Legalism: A belief you hold to that I don't like or that makes me uncomfortable in my own actions.

Is there a real issue of legalism in the church? Sure. Is every rule or restriction an example of legalism? Hardly. Where Scripture is silent, we should be cautious to not be dogmatic. I think Christians should abstain from drinking for a variety of reasons: possibility of "brother stumbling", appearance of worldliness, the general social ills of alcohol, the concern over "how much is too much" when avoiding sinful drunkenness. I am also cautious to point out that drinking in and of itself is not prohibited and not sinful. Just because you can doesn't mean you should is my stance. That is not legalism. If I say that playing cards is sinful, that probably qualifies as legalism. On the other hand, where scripture speaks, we should humbly but firmly speak.

Bible-believing: What we teach is what the Bible teaches

Is there a church that says we are a Bible unbelieving church? I think Bible believing is an OK, if redundant, statement. All Christians by nature are Bible believing, if you don't believe in what the Bible says, you are hard pressed to make the case that you are a Christian. The problem is that the underlying implication is that what we believe, often tertiary issues and church traditions are the Biblical model and if you don't believe in them, you are not Bible believing. I think there is absolutely no Scriptural warrant for infant baptism, either in command or example. I think it is an error to baptize infants. I do not think my paedobaptist brothers don't believe in the Bible. I think they are wrongly applying baptism but that is not because they are not "Bible-believing".

Unbiblical: My church tradition is different from yours, so yours is unbiblical

This is a tough one. There is a world of difference between unbiblical and extra-Biblical. In my eyes, unbiblical implies something that is contrary to the express teaching of the Bible. An example might be works based justification. That is something that would be a teaching contrary and in opposition to the Bible. I would say that on the flip side are things like dogmatic assertions about eschatology. The end times are unclear enough to give anyone pause whether a-, post- or pre- millenial in doctrine, and therefore expressions of certainty about areas of eschatology that are vague are extra-Biblical.

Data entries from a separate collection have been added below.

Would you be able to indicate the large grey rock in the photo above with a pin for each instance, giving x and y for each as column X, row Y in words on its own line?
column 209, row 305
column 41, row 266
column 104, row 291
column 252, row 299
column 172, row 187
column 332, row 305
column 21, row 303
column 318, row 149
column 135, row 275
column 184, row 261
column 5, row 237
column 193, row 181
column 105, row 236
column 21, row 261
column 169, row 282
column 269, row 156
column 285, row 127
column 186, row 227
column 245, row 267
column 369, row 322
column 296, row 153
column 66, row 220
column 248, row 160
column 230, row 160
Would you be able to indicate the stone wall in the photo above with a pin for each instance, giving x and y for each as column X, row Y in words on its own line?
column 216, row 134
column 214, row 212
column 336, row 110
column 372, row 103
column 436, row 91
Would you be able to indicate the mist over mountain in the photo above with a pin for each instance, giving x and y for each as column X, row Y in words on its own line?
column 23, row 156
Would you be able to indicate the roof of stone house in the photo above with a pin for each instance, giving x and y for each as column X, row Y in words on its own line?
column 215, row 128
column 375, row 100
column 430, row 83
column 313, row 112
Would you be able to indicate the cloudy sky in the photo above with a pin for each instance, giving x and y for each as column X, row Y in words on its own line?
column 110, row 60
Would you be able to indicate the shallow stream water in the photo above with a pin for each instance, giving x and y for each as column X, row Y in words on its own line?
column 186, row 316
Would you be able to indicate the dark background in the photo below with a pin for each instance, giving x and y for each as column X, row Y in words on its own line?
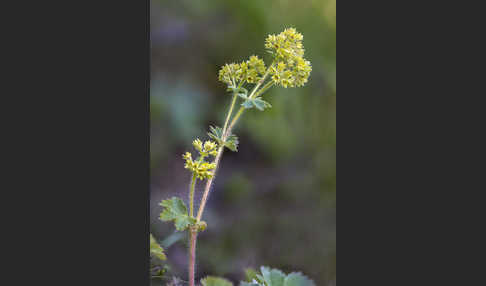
column 273, row 202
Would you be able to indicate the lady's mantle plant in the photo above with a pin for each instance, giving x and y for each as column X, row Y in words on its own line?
column 288, row 68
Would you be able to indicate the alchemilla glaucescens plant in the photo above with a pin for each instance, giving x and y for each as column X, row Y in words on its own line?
column 288, row 68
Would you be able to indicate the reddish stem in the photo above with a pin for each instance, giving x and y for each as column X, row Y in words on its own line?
column 192, row 256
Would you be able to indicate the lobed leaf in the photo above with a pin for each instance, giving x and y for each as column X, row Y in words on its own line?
column 275, row 277
column 216, row 133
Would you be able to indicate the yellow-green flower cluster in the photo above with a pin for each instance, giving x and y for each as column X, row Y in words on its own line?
column 291, row 68
column 250, row 71
column 202, row 169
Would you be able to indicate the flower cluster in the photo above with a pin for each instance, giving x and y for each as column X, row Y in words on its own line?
column 250, row 71
column 202, row 169
column 291, row 68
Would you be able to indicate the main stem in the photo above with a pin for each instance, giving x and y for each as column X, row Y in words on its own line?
column 191, row 195
column 226, row 131
column 192, row 255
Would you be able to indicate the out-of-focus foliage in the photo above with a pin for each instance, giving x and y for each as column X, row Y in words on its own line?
column 175, row 210
column 215, row 281
column 155, row 249
column 275, row 277
column 273, row 202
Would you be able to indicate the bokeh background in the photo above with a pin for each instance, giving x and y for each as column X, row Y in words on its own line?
column 274, row 201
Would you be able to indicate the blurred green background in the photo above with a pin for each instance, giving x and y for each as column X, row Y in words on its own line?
column 273, row 202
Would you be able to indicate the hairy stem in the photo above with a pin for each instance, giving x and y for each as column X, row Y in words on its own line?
column 226, row 132
column 192, row 256
column 235, row 96
column 208, row 184
column 191, row 195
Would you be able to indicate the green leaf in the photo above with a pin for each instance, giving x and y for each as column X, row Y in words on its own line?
column 250, row 274
column 155, row 249
column 242, row 283
column 175, row 210
column 273, row 277
column 261, row 104
column 232, row 142
column 247, row 104
column 216, row 133
column 257, row 102
column 215, row 281
column 297, row 279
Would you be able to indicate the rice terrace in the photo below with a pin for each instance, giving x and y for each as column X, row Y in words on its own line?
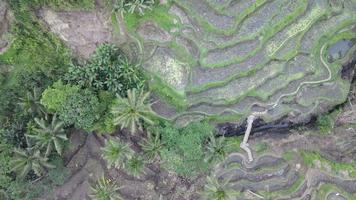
column 177, row 99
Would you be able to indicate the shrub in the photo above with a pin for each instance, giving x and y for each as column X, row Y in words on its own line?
column 183, row 150
column 108, row 69
column 54, row 97
column 131, row 111
column 106, row 122
column 80, row 109
column 216, row 149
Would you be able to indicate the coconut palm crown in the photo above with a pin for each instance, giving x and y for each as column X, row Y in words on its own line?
column 48, row 135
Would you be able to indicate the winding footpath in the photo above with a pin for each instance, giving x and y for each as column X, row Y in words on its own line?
column 244, row 144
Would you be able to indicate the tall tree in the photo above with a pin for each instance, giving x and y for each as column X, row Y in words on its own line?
column 131, row 111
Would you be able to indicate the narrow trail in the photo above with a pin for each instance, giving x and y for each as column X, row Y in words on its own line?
column 244, row 144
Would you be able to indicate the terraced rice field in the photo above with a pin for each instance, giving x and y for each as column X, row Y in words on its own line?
column 223, row 60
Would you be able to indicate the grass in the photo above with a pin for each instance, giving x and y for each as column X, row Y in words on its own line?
column 309, row 157
column 158, row 14
column 68, row 4
column 33, row 47
column 325, row 123
column 326, row 188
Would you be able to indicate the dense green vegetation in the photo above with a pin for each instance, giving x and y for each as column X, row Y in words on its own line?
column 44, row 93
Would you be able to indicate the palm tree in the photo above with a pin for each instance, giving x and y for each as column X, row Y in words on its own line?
column 105, row 189
column 116, row 153
column 129, row 112
column 215, row 149
column 217, row 190
column 152, row 146
column 29, row 159
column 134, row 165
column 49, row 134
column 31, row 102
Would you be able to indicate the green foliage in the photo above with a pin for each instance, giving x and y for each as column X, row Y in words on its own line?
column 67, row 4
column 80, row 109
column 54, row 97
column 28, row 160
column 183, row 151
column 325, row 123
column 116, row 153
column 31, row 102
column 105, row 189
column 134, row 165
column 133, row 6
column 218, row 190
column 216, row 149
column 159, row 14
column 108, row 69
column 49, row 134
column 106, row 122
column 33, row 49
column 152, row 146
column 5, row 167
column 24, row 190
column 131, row 111
column 310, row 157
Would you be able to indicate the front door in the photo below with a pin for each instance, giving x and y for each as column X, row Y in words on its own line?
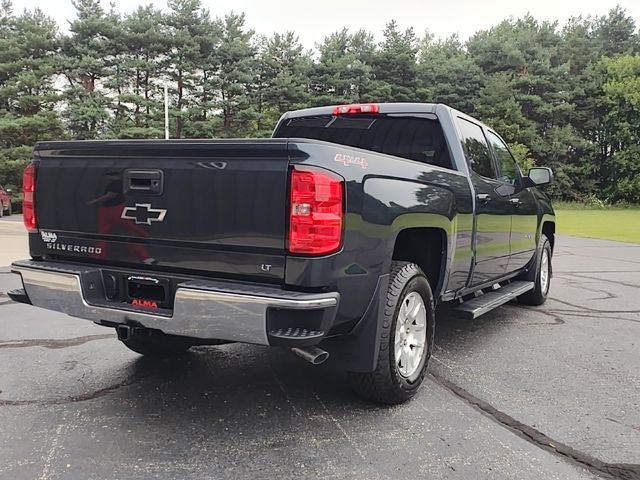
column 493, row 210
column 524, row 211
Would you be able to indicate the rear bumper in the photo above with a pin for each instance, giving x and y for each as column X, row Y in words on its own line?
column 204, row 310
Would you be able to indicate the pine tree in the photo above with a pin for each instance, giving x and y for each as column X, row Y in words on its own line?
column 28, row 49
column 84, row 64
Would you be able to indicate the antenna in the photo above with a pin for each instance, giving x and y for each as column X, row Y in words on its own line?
column 166, row 112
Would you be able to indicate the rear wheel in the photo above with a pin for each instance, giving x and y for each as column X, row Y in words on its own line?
column 540, row 275
column 406, row 339
column 157, row 345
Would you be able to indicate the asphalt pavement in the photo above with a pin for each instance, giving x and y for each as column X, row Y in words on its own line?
column 551, row 392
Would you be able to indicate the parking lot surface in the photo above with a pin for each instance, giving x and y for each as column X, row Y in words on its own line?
column 550, row 392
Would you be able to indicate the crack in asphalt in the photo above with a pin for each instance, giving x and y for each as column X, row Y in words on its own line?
column 78, row 398
column 621, row 471
column 573, row 313
column 54, row 343
column 599, row 279
column 590, row 309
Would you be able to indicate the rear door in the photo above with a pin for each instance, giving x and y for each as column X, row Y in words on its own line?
column 524, row 211
column 493, row 210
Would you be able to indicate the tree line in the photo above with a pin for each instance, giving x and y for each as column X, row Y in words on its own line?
column 565, row 96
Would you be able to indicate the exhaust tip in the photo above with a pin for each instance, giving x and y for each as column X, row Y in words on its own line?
column 124, row 332
column 313, row 355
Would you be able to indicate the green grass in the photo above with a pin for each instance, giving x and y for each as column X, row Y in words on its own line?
column 622, row 224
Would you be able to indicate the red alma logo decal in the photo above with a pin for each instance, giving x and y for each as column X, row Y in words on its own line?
column 144, row 303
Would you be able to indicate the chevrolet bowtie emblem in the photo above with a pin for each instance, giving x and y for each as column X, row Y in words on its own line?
column 143, row 214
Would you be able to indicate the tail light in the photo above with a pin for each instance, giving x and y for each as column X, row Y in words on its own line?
column 317, row 210
column 28, row 203
column 356, row 108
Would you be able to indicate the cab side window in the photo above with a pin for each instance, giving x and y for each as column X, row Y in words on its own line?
column 509, row 171
column 476, row 149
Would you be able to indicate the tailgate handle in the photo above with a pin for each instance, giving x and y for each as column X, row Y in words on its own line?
column 144, row 181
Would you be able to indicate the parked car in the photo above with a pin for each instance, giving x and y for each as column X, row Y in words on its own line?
column 5, row 202
column 339, row 236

What are some words you think are misused, overused, abused in the church?

Bookmark and Share


Eric said...

I have no idea what "evangelical," and "New Testament church," and "accepting Christ" mean anymore.

Anonymous said...

Christian ;)

Anonymous said...


Mike said...

Arthur, I see that someone else commented on your post on Challies so Ill comment on your post on legalism. I just posted a teaching by cj mahaney on my blog today coincidently on this subject. It for me put alot of things in perspective of course works are important Justification and sanctification go hand in hand but to often we get the horse before the cart and that has and is my problem. Coming out of serious religious legalistic background I tend very heavy on the justification side. I think it is a serious issue in the church.
Thanks Mike

Steve Scott said...

Here are a few more:

Biblical (opposite of unbiblical), Christ-centered (what Christian thing supposedly isn't? Everybody else's, of course), Reformed.

I'd like to offer a clarification on legalism. It it's an "ism," then it means that adding rules is a significant part of the theological system. It's the norm. If somebody holds to only one additional rule total, it could be "legalistic," but since it's not part of their character to add rules as the norm, they wouldn't be guilty of "legalism."

steve s said...

Isn't the horse supposed to go before the cart? ;-)

Jeremy Lee said...

I agree with all of yours and the one's others have added.

Here are my additions: "Ask Jesus in your heart" is an unbiblical way of explaining to children how to be saved that some people refuse to discard even though kids don't understand it and it misleads them.

Fundamentalism once was a great word to describe those who hold to the fundamental doctrines of Christianity. Now, the word has been perverted to describe those who add legalistic tradition to Scripture.

Liberal is used most often by conservatives to describe anyone who disagrees with them.

Jeremy Lee

Arthur Sido said...

Eric, "evangelical" is a big one. I used to think I knew what that meant, but the way that it is applied now it covers almost anybody.

Arthur Sido said...


Fundamentalism is a good one. There are plenty of people who are small-"f" fundamentalists who are not big-"F" Fundamentalists. I am very much a "f"undamentalist in lot of ways, but since I am not a "King James Only" guy I can't be a good "F"undamentalist.

Arthur Sido said...


Reformed is another good one. Like many terms, there is the generally accepted version which has to do with the overarching themes of the five solas and the tenets of Calvinism, and there are also the "truly Reformed" types who have made a contact sport out of excluding people from the "TR" club (i.e. R. Scott Clark).